France and Germany pulled Actos from their shelves in 2011. The FDA, however, has chosen not to pull the drug in the United States, preferring instead to rely on warnings for consumers on the drug's labeling. That warning, however, helped lay the groundwork for an increasing number of lawsuits by Actos users against Takeda. Plaintiff said the company hid the bladder cancer risks of the drug and failed to warn the public.
In April 2015, the company offered thousands of patients over $2 billion to settle claims, though it did not admit liability. More than 97 percent of claimants had agreed to the settlement by September that year.
Actos Lawsuits against Takeda
Takeda is facing multidistrict litigation (MDL), a process in which multiple federal lawsuits are grouped in a single court for pretrial proceedings. Injured patients wishing to join the Multidistrict Litigation No. 2299 against Takeda can file directly with the U.S. District Court for the Western District of Louisiana or with a lawyer who specializes in Actos litigation. Takeda also faces numerous Actos lawsuits in state courts.

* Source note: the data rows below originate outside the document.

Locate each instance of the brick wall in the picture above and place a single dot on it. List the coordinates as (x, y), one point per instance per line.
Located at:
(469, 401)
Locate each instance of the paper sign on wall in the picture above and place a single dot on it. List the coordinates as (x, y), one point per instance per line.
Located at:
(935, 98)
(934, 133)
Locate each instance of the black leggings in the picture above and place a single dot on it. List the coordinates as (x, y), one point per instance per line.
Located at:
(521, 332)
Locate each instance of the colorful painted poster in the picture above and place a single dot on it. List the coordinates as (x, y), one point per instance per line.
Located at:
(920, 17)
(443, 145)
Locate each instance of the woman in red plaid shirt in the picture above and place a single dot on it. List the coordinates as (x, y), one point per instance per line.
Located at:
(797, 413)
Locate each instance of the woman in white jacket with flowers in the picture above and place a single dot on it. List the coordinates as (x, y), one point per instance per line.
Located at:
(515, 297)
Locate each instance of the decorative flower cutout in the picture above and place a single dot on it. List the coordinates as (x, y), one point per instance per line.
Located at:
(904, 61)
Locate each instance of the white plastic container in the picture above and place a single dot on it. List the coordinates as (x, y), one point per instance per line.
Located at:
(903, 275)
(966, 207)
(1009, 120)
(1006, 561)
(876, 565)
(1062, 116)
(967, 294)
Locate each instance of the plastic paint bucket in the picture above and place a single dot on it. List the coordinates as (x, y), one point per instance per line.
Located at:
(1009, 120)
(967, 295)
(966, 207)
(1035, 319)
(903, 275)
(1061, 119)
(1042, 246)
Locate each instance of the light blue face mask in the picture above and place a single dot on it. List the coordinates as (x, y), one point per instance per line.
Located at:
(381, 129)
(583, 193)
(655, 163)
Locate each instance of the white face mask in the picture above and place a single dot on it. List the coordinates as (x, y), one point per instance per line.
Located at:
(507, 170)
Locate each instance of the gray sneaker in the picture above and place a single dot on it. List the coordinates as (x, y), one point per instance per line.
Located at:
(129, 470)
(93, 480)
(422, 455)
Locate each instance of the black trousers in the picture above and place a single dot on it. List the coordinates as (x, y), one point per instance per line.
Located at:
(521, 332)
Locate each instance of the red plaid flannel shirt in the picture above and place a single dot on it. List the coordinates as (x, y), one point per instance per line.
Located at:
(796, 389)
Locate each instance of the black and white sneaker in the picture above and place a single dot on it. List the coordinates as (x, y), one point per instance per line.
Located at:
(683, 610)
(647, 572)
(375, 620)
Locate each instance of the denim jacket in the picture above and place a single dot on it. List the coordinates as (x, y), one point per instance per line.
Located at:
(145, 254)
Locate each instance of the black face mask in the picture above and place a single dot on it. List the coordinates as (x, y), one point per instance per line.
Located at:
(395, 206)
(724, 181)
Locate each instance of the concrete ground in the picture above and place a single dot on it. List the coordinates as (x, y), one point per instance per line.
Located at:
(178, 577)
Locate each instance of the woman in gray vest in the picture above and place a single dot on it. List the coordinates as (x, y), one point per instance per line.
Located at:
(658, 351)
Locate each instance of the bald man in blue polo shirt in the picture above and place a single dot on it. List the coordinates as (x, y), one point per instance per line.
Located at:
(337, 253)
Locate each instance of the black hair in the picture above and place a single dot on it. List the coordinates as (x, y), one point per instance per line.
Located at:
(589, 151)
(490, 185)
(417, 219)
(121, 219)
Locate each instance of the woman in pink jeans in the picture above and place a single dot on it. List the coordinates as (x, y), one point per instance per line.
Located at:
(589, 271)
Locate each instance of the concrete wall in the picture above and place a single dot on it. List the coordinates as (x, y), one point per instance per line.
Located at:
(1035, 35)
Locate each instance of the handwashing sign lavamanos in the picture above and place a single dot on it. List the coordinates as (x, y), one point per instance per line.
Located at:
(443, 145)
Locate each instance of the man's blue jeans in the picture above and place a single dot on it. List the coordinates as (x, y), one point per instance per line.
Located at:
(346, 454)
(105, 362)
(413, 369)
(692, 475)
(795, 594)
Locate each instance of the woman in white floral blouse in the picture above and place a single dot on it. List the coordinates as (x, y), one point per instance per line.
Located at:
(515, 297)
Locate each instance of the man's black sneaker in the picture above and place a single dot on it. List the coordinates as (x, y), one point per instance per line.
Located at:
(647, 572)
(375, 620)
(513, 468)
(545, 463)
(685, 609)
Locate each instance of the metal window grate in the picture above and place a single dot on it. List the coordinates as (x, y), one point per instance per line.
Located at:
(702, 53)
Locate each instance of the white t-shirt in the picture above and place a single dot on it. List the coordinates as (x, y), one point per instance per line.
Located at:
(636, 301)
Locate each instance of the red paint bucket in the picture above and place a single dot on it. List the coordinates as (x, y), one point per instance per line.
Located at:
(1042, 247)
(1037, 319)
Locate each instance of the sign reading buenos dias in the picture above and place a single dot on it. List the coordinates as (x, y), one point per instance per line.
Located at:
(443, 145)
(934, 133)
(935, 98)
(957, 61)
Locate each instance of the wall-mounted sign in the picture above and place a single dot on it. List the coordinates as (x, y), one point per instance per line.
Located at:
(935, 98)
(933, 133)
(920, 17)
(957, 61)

Former Takeda employee Dr. Helen Ge filed a separate lawsuit, accusing the company of hiding Actos’ side effects from the FDA. As a safety consultant, Ge’s job was to send the FDA side effect reports when Actos patients and doctors told Takeda about bad reactions to the diabetes drug. During her time working for Takeda, Ge says she received many reports of delirium, suicide, bladder cancer and congestive heart failure caused by Actos.
In her claim, Ge said Takeda executives asked her to ignore and under-report side effects. She said that in Takeda’s database, more than 100 cases of bladder cancer were recorded but only 72 were sent to the FDA.
Ge's suit has since been dismissed.
Takeda Looks Forward
The FDA initially rejected alogliptin’s marketing application based on insufficient data about the new drug’s heart risks. Takeda first applied to sell alogliptin in the U.S. market in 2007, the same year Actos’ congestive heart failure side effects were uncovered. Alogliptin received approval in January 2013.
Takeda's sales on Actos are expected to drop dramatically after generics were allowed on the market in 2012. Actos sales peaked at $4.5 billion in the year ending in March 2011, accounting for 27 percent of the company's revenue that year.
The company took an historic profit loss in the 2014 fiscal year, the first since 1946, because of legal woes, Bloomberg reported.
Since Actos, the company developed several new diabetes drugs, but so far, none have achieved the same blockbuster status. Development of one new drug was scraped in 2014 because of a potential link with liver damage.